YouTube came along, and we thought this could be interesting. Not sure where it’s going to go, [but we] ended up monetizing it. What’s interesting about that is that [the founders of Facebook and YouTube] didn’t build these platforms for advertising. Some of the challenges that they’ve had recently, I think, have been because they were built for another purpose. Whereas other media companies, the TV and the radio, they started off and they built advertising in.

I’m not sure that the advertising business model is inherent to either TV or radio, but overall Mr. Pritchard is correct: digital information environments such as Facebook, Twitter, and YouTube weren’t designed primarily to persuade. The advertising-based business model they’ve latched on to (in part driven by demand from clients such as P&G) has created incentives that have harmed society as a whole.
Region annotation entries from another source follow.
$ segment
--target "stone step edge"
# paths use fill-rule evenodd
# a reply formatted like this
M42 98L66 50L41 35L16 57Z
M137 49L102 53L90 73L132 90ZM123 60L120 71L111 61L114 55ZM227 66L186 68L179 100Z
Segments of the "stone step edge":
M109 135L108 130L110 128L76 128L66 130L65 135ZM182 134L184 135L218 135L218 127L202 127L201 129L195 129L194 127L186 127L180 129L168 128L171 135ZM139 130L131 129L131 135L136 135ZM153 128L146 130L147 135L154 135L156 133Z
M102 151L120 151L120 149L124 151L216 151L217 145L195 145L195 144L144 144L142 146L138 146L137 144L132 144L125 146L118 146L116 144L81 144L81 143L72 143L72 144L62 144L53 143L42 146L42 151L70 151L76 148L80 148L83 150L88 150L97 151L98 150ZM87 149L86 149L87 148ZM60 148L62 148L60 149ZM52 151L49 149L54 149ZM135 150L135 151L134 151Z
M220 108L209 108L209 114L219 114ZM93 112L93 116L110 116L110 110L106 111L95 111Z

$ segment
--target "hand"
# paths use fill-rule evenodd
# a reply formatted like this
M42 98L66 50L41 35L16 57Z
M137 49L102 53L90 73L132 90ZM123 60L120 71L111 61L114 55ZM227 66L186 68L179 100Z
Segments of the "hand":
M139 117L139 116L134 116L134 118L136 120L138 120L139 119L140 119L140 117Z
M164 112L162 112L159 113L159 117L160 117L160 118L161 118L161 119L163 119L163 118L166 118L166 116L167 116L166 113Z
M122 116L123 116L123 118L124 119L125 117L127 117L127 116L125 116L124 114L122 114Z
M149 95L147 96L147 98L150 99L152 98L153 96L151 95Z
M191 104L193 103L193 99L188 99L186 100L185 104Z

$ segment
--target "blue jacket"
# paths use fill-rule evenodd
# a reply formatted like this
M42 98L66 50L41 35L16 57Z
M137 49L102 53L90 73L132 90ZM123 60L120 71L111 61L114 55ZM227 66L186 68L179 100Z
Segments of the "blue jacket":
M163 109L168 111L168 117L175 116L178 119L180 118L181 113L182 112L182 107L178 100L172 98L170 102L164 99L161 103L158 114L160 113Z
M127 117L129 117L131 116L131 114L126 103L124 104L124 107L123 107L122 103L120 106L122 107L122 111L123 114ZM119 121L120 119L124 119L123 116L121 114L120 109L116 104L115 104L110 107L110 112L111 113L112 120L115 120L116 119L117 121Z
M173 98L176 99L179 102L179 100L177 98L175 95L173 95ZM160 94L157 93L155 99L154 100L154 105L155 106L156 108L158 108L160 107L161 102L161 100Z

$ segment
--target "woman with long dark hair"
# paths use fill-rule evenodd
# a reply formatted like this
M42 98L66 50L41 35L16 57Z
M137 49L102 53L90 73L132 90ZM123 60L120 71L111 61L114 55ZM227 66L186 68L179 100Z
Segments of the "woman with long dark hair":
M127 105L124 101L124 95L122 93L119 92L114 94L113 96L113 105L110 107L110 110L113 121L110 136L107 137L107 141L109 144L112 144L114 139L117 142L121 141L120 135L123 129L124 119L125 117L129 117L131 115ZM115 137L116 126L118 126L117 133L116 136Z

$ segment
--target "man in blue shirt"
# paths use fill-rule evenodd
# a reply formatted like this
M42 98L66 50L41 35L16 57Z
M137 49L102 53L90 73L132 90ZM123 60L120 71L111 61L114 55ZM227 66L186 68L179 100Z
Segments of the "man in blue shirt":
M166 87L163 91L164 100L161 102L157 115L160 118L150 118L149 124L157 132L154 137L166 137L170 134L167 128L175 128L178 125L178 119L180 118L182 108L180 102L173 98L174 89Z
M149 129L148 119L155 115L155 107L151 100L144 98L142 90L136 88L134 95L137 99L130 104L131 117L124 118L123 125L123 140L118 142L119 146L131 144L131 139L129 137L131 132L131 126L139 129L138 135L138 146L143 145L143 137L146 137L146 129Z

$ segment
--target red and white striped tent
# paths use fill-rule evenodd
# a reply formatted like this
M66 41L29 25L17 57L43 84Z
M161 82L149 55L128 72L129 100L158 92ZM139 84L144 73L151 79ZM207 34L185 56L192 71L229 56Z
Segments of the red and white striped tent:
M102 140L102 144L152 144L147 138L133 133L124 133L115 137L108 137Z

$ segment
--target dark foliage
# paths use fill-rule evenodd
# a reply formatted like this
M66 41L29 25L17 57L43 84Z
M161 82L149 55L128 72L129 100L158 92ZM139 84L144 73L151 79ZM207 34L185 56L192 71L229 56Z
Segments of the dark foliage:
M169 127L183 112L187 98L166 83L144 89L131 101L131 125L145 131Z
That said, P&G recognizes that it has great power as one of the world’s leading advertisers, and has been taking steps to wield that power responsibly:

10 years ago [P&G] went down a purpose path. When I first started my job we had purpose-inspired, benefit-driven brands. What was interesting about that though, is that it was too disconnected from our business. Over the course of the last few years what we’ve done is we’ve gone back in at it, we’ve really become a citizenship platform. We’re building social responsibility into the business. It includes gender equality, community impact and environmental sustainability based on a foundation of ethics and responsibility.

Laudable! But what happens if/when tough choices are called for? If it came to it, would the company be willing to sacrifice growth and profit for sustainability?